The head of the Police Officers Benevolent Association, Pat Lynch, was as strident as ever, pledging to take the mandate to court to fight for the cops’ rights. The head of the Uniformed Firefighters Association, Andrew Ansbro, began his statement as might be expected.
“We in the UFA have always been pro-vaccine, but we are also pro-choice and anti-mandate,” Ansbro began.
It sounded as if he were about to become a third union leader pledging to defend his members’ individual rights, despite the U.S. Supreme Court having ruled back in 1905 that local government has the constitutional authority to impose a vaccine mandate “if necessary for the public health or safety.”
But Ansbro instead proceeded into full fiction.
“Since the pandemic has started, we were all told that our salvation would come when we reached herd immunity,” he continued. “I’m here to say that after 55% of all members have been vaccinated [and] 75 to 70 percent have been sick, New York City firefighters have reached herd immunity.”
What Ansbro had reached was herd mentality. The head of Local 2507 of Uniformed EMTs, Paramedics, and Fire Inspectors, Oren Barzilay, was right there with him. Barzilay insisted his union is “pro-choice,” not anti-vaccine. He then predicted that while some of his members “will fold,” others will walk out rather than get the shot.
“Why risk their lives with a vaccine that hasn’t been proven to save lives” he said in his own bit of fiction. “The government is oppressing the true information. They only put out information that they want everybody to be vaccinated. Why isn’t there open discussion about the adverse effects?”
He also said, “For every doctor or scientist that says these vaccines are effective, I can get 10 doctors and 10 scientists to say otherwise.”
Those would have to be from the many individual crazies who populate social media. No reputable people of medicine or science would affirm Barzilay’s view.
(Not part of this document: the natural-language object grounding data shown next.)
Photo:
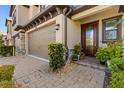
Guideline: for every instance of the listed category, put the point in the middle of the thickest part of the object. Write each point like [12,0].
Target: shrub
[56,54]
[118,79]
[7,84]
[117,64]
[77,52]
[6,72]
[115,49]
[7,51]
[117,68]
[102,54]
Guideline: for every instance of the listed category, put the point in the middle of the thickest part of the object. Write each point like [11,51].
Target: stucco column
[22,42]
[60,33]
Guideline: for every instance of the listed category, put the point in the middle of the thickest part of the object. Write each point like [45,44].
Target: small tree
[1,40]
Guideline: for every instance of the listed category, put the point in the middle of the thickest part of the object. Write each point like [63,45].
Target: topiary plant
[56,54]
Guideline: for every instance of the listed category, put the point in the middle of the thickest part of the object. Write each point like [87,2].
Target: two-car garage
[39,39]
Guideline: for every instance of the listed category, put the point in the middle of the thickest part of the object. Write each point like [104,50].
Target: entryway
[89,38]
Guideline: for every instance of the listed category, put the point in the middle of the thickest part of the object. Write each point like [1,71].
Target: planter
[102,62]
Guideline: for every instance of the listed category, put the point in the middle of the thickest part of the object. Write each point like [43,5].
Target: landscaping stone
[34,73]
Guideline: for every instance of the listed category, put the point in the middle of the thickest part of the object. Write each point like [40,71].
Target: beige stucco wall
[73,33]
[110,12]
[59,33]
[23,14]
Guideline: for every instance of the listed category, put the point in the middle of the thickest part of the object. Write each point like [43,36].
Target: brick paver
[31,72]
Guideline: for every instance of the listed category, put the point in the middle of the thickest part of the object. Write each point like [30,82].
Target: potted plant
[77,52]
[102,55]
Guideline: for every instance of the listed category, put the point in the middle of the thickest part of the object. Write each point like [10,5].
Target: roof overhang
[91,11]
[18,27]
[121,9]
[11,9]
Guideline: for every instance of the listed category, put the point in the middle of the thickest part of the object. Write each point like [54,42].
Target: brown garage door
[39,40]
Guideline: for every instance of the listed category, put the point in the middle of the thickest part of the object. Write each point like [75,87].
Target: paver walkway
[34,73]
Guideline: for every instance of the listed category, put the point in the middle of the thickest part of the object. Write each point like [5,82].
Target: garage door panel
[39,40]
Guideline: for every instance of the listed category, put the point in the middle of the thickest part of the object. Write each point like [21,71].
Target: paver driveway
[31,72]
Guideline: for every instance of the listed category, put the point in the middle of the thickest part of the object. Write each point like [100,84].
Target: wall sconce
[57,26]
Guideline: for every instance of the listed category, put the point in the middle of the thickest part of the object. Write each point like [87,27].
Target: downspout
[66,35]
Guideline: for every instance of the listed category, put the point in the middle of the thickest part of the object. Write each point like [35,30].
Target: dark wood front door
[89,38]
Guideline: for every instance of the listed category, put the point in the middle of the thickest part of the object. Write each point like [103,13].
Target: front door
[89,37]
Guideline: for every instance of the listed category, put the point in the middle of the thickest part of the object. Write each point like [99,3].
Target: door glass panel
[89,40]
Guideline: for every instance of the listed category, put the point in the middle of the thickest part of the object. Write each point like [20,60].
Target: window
[111,29]
[14,18]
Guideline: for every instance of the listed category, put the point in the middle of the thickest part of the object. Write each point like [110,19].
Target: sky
[4,13]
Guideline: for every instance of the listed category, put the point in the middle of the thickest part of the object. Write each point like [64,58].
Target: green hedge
[6,72]
[56,54]
[118,79]
[7,51]
[117,68]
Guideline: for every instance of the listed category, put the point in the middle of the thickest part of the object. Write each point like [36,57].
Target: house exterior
[4,36]
[35,26]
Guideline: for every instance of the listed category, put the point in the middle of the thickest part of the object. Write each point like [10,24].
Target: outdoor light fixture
[57,26]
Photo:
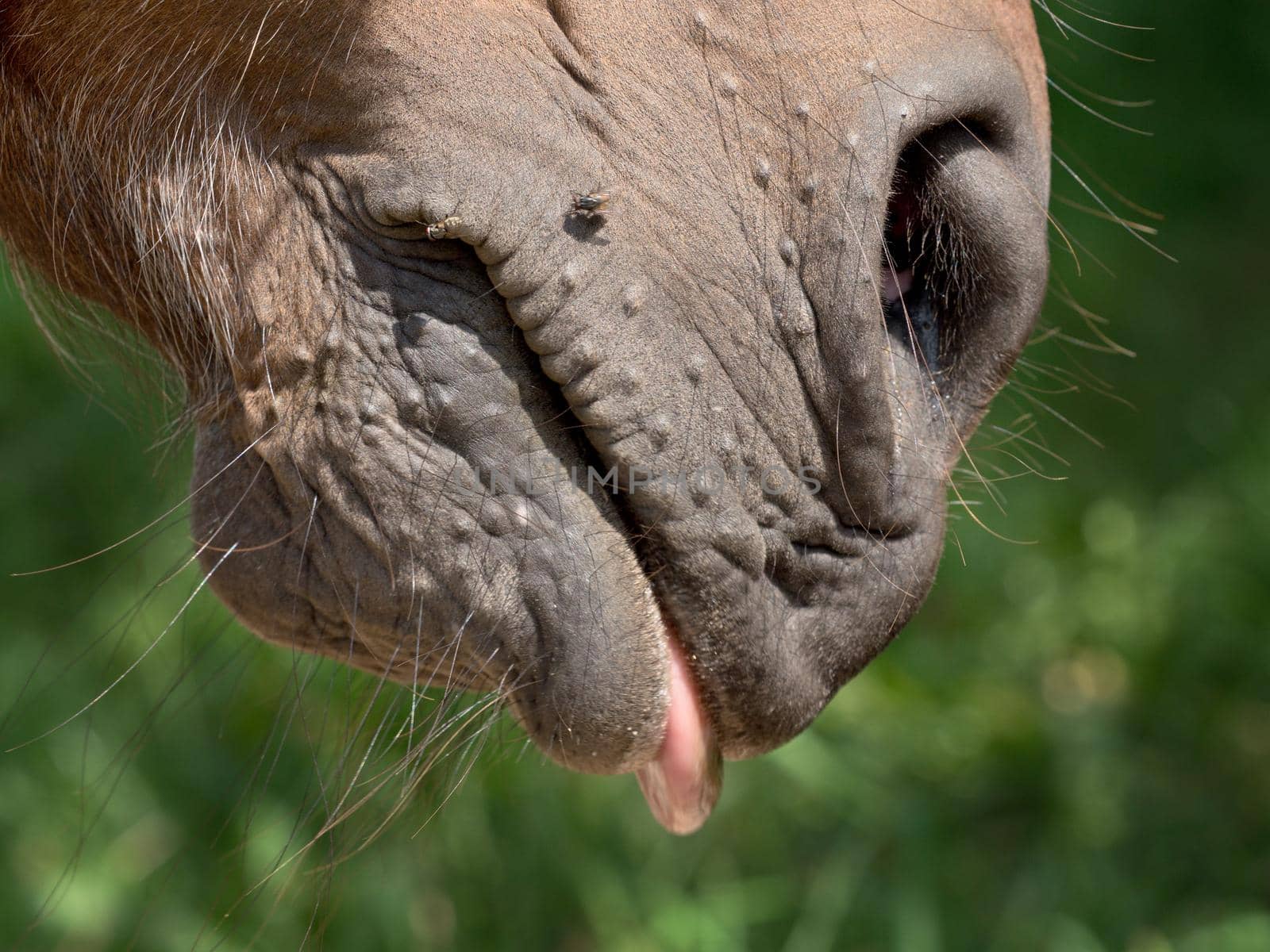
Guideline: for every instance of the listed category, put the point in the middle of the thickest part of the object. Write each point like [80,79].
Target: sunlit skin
[371,243]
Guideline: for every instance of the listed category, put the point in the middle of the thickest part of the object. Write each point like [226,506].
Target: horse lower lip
[683,782]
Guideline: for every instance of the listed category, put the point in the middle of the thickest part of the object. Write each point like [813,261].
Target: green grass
[1068,752]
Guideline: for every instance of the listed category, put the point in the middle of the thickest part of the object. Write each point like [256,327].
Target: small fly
[591,202]
[441,230]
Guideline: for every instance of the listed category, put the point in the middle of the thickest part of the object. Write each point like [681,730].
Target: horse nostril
[963,255]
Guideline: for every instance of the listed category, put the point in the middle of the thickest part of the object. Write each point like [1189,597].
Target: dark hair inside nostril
[926,267]
[908,255]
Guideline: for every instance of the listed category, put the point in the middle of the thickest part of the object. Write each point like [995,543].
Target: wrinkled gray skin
[725,311]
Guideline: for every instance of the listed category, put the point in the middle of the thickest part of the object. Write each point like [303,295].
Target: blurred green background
[1068,752]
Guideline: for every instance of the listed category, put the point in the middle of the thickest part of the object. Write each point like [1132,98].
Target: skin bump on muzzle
[610,361]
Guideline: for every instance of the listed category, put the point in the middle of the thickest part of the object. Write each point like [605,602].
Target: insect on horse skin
[591,202]
[446,228]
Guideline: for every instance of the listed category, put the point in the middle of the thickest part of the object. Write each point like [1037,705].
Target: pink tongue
[683,782]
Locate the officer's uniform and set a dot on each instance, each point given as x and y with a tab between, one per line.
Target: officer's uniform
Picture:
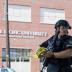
62	43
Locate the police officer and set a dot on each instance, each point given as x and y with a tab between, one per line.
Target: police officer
60	56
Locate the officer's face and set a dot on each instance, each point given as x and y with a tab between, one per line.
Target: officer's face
63	30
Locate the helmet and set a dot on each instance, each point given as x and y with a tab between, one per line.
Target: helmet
62	23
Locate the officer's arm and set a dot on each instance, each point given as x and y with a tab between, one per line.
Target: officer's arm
63	54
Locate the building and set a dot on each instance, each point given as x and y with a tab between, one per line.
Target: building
30	23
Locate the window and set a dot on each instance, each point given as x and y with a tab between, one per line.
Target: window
51	16
17	54
19	13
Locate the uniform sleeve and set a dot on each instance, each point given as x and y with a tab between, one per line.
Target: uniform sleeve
69	43
44	44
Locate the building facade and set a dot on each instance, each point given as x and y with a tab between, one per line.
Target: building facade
30	23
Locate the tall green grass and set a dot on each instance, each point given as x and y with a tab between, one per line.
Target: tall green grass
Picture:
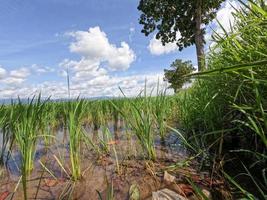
74	111
26	123
227	104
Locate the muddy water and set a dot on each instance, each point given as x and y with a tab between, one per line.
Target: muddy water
121	167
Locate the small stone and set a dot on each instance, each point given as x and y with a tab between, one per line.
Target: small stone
134	192
167	194
168	178
207	193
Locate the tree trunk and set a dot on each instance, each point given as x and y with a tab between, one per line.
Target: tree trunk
199	37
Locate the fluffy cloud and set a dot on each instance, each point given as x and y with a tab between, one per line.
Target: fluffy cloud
156	48
225	18
90	76
2	73
94	45
225	15
41	70
14	77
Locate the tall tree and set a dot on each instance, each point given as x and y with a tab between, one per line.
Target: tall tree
176	75
180	21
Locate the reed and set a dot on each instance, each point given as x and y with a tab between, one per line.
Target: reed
74	111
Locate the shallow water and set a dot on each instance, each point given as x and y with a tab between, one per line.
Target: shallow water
99	171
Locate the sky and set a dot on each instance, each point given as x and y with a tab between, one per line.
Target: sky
99	43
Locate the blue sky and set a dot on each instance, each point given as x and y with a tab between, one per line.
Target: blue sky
40	39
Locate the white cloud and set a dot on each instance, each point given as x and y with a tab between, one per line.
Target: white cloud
41	70
94	45
90	76
225	15
14	77
2	73
157	48
20	73
225	18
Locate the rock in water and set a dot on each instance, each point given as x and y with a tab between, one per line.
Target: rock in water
134	192
166	194
168	178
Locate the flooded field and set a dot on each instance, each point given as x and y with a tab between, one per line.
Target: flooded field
112	160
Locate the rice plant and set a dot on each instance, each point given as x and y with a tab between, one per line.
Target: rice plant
74	111
227	103
140	120
26	122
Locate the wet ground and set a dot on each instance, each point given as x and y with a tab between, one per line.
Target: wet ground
122	166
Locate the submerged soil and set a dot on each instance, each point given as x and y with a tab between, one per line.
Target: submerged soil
119	168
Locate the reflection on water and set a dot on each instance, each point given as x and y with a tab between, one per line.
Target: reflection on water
126	147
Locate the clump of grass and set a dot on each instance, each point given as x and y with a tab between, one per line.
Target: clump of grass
74	111
140	120
227	103
26	122
160	111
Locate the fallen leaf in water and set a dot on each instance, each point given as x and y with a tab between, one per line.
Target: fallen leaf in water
168	177
113	142
185	189
4	195
50	182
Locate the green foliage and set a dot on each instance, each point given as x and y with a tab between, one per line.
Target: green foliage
74	111
176	75
179	21
168	17
228	102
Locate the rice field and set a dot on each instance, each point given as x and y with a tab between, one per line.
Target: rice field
206	142
72	149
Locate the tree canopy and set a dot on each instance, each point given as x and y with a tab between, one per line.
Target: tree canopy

He said his local would be joining other city unions in a coalition—or maybe call it a herd, to go along with the cop unions in Chicago and Seattle that are also fighting the mandate. He invoked a dark vision of how things could go in New York.
“There’s going to be no ambulance responding to your call to save your loved ones,” Barzilay said. “If you have a life and death situation, God help you, because they’re not going to be there.”
That was wild fearmongering. And it was all the more shameful for being in the same city where Almojera went to 13 DOAs in a single day. He is not sure whatever happened to the man who was alone in a wheelchair after his mother died in that time when New York was filled with ambulance sirens and one could still hope the vaccine would bring us all together.